I can tell you; this did not happen. At thirty I was broke renting and just getting by, paying my bills. The only smart thing I did was get a college education.
If I only knew then, what I know today.
If I were only smart enough to invest in my early years, just think how it could have changed my life when it came to acquiring wealth. Well this did not happen. My advice to the readers is to save and invest as soon as you can. Which means create a plan how to reduce or pay off your debit and start immediately saving for the future. Where I failed, was refusing to save at a young age and not taking advice, from my parents. Not seeking out a mentor and not reading books on wealth creation. I also did not have a plan. I did not have any goals and did not write down a plan or road map on how I was going to achieve my goal, which was to be a millionaire by the time I was thirty. If I could go back in time, I would have read as many books as possible about wealth creation, developed a plan to achieve small goals to save money and seek advice from a mentor. I did none of these. I thought I was too smart, that I would figure it out when the time comes. I did not even understand the rule of compounding money or what an interest rate was.

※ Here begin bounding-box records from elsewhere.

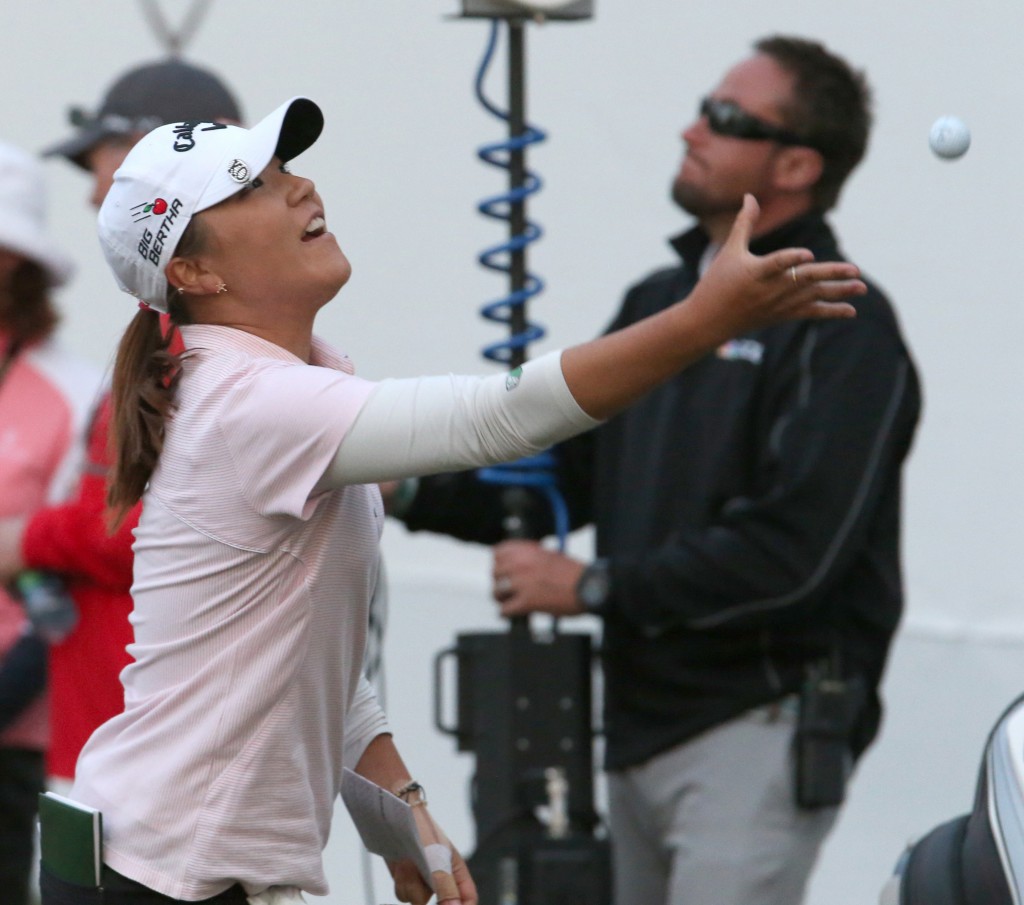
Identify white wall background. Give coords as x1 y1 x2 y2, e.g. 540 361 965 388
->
0 0 1024 905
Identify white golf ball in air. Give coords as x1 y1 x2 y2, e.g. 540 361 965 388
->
928 117 971 161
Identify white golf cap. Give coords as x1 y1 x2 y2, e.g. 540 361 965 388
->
98 97 324 311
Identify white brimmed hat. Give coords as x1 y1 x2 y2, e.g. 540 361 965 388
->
98 97 324 311
0 142 75 286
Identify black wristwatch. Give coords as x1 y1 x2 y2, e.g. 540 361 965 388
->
577 559 611 616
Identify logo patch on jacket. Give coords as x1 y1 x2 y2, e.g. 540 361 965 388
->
715 340 765 364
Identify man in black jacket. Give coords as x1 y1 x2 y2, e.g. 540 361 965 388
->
396 37 921 905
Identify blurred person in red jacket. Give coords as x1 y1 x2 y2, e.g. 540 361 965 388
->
0 138 101 905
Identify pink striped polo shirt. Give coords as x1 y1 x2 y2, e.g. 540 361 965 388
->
73 326 386 900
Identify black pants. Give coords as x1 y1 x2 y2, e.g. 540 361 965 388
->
39 865 247 905
0 748 45 905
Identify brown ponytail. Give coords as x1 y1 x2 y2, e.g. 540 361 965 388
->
106 308 186 527
106 218 206 530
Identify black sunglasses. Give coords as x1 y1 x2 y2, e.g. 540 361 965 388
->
700 97 811 147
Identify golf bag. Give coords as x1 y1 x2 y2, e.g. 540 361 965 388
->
880 695 1024 905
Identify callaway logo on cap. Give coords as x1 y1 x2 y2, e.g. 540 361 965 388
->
98 97 324 311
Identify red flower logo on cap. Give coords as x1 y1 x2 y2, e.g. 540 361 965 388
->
132 198 167 223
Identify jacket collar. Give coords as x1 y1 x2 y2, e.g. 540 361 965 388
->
669 211 839 268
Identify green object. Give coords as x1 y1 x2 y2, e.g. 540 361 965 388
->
39 792 103 889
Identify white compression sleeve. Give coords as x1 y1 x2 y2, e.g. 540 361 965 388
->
316 352 600 490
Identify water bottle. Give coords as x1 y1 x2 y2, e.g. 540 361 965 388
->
13 569 78 644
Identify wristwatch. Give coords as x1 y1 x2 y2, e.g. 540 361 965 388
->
575 559 611 616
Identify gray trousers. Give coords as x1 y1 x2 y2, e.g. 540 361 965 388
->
608 700 838 905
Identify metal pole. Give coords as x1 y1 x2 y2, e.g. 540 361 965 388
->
509 18 526 368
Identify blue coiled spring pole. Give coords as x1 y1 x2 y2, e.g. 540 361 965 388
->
475 19 569 549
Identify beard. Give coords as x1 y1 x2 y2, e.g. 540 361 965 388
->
672 176 743 220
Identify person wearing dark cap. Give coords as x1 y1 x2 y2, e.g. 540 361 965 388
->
43 57 242 208
0 143 100 905
0 59 241 791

Saving is the essential to acquiring what you want. Without saving you cannot establish a foundation for growing your wealth. Money is only a tool to get what you want in life to help yourself, family, or others.
Saving starts with a building a budget and then being able to control what goes in or out each month. By saving. this determines your future investments. The more you save the better chance you can have acquiring assets for the future.
Not only is it important for you to know about budgeting but also teach your children about budgeting, and how to acquire other assets. An asset is a property owned by a person or company, regarded as having value and available to meet debts, commitments, or legacies. The rich always create assets to grow their wealth. Liabilities is something in which someone is responsible, especially a debt or financial obligation. Here are some examples of liabilities, expensive toys, cars, home, and bills to maintain the home. The poor only focus on liabilities which make them struggle to get ahead.
Debt can be managed if you plan for contingencies and know the terms of what happens if you default on that debt. Wealthy individuals always build their wealth through good debt, which are assets, which starts with saving. Poor people exchange their time for money. Rich people use money to create more money. Which are You?